Eighth-Largest Chinese Automaker Rumored To Be In Market For Second JV Partner, After Successful Linkup With BMW
The auto blog China Car Times (via China Daily) reports that Brilliance China Auto, China’s eighth-largest automaker, may form a new joint venture focused on commercial vehicles with Mercedes-Benz. China Car times notes that the potential joint venture would have a target production rate of 40,000 vehicles per year.
While the laws surrounding foreign-Chinese joint ventures are somewhat murky — with conflicting reports suggesting that foreign companies are unable to form more than one such venture in China at a time (a potential problem for Daimler, which is already linked with Beijing Auto Works) — China Daily’s report seems relatively optimistic that the Mercedes-Brilliance alliance will move ahead:
The tie-up with Daimler AG, Mercedes-Benz’s parent, will focus on converting Mercedes’ commercial vehicles into special purpose models, said Brilliance Chairman Qi Yumin at a media briefing in Shenyang last Friday.
“The market for special purpose vehicles has potential. Although it won’t have big market share, the profit margin is promising,” said Qi.
Daimler produces Mercedes-Benz premium sedans in the capital city under partnership with Beijing Automotive Industry Holding Corp (BAIC). It also achieved agreement with BAIC’s subsidiary Beiqi Foton Motor Co, China’s largest commercial vehicle producer, earlier this year to set up a medium-to-heavy truck venture.
In 2007, the German automaker also joint invested 249 million euros with Taiwan’s China Motor to establish a 50-50 venture with the Chinese mainland’s Fujian Motor, producing vans with annual production capacity of 40,000 units in Fuzhou. The production will start this September.
“At current stage, we don’t have plan to establish the second light commercial vehicles joint venture in China other than our Fujian facility,” said Wang of Daimler. “As for the special purpose vehicles modification business, we have already two partners in China, Zhejiang Zhongyu Group and Shanghai Pingzhi Auto.”

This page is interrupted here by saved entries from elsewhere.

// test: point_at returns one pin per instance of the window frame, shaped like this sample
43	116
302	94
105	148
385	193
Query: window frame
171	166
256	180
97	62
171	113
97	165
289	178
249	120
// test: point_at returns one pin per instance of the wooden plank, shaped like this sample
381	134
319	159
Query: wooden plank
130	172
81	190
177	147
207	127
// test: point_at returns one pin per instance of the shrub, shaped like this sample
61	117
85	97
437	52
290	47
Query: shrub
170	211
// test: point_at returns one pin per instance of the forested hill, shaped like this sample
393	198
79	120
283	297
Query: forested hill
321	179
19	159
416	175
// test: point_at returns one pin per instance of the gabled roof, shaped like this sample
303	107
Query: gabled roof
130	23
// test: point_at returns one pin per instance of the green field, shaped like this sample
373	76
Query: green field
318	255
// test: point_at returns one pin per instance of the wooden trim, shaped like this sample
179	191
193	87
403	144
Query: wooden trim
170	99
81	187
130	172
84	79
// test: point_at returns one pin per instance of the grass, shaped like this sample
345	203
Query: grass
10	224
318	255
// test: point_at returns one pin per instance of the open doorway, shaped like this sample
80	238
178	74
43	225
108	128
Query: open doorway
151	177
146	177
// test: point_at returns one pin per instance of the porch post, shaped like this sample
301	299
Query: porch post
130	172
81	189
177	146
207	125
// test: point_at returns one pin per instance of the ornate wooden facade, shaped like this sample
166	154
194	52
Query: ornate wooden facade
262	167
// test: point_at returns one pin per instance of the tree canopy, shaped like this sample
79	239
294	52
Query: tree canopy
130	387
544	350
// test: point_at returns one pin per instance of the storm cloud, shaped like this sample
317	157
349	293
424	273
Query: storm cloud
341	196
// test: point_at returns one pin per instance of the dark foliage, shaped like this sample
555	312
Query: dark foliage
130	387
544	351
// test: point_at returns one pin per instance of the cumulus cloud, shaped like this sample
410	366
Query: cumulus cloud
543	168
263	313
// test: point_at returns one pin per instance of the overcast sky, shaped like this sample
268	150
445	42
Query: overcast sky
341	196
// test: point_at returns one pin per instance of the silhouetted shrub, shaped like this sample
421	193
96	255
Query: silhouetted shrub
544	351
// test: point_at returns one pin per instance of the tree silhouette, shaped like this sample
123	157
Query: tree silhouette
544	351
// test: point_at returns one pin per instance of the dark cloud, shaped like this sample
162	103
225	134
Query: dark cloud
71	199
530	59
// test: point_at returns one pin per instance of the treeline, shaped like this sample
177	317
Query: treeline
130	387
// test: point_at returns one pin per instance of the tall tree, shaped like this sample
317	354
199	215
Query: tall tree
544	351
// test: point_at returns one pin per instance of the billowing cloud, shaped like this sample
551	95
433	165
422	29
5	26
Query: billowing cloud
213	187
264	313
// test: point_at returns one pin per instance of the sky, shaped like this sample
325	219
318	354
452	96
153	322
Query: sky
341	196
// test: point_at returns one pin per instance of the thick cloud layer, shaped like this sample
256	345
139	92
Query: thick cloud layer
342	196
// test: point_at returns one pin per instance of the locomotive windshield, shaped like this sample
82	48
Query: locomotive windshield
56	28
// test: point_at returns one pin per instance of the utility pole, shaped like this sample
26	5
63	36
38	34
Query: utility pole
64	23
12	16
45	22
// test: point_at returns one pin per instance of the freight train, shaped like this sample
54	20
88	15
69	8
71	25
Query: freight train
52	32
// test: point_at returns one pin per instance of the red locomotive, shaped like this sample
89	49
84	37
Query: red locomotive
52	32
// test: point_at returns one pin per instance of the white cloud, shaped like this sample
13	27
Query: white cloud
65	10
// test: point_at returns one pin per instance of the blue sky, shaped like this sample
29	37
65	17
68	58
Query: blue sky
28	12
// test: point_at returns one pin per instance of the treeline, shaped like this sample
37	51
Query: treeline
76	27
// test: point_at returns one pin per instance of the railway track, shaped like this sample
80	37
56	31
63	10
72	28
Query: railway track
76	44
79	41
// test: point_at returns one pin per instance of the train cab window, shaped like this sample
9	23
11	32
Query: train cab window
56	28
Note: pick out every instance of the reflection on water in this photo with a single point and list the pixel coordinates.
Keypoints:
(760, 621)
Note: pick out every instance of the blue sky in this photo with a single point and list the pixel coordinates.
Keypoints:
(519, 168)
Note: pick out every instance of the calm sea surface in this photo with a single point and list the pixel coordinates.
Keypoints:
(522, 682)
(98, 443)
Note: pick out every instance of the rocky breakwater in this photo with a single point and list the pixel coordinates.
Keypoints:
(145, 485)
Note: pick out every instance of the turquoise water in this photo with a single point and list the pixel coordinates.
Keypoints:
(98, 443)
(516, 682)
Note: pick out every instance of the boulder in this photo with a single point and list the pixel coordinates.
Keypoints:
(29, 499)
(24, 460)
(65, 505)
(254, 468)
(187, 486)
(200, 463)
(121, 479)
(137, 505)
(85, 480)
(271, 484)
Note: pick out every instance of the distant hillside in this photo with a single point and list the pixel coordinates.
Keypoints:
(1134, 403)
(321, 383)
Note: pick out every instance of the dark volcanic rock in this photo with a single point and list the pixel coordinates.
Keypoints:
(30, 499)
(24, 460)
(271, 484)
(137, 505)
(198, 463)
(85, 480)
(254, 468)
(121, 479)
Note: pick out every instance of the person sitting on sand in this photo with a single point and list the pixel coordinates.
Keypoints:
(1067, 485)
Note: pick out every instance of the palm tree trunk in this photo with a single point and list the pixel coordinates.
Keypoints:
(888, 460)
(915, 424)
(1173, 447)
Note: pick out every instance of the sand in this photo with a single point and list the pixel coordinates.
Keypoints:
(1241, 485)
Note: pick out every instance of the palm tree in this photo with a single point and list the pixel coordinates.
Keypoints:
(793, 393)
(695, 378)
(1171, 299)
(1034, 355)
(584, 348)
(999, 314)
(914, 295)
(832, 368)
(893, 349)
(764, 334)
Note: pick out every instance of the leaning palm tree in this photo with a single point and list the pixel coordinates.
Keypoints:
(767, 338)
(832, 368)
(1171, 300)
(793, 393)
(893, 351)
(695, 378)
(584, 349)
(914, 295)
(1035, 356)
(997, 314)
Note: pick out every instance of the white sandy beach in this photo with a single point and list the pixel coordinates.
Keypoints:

Moreover, BAIC, which just lost bid for GM’s ailing Opel, has transferred its focus to Fujian Motor’s stake in Daimler cooperation inside the country.
The China’s fourth largest auto group plans to pay around 700 million yuan for a 40 percent stake in the van venture, leaving Fujian Motor 10 percent shares.
“The major stake in Fujian Daimler venture’s transfer to Daimler’s original local cooperator BAIC makes it possible that Daimler can form a new plant with new Chinese partner, as Chinese government regulates that the foreign automaker can only have two Chinese partners to producer vehicles,” said an anonymous auto analyst.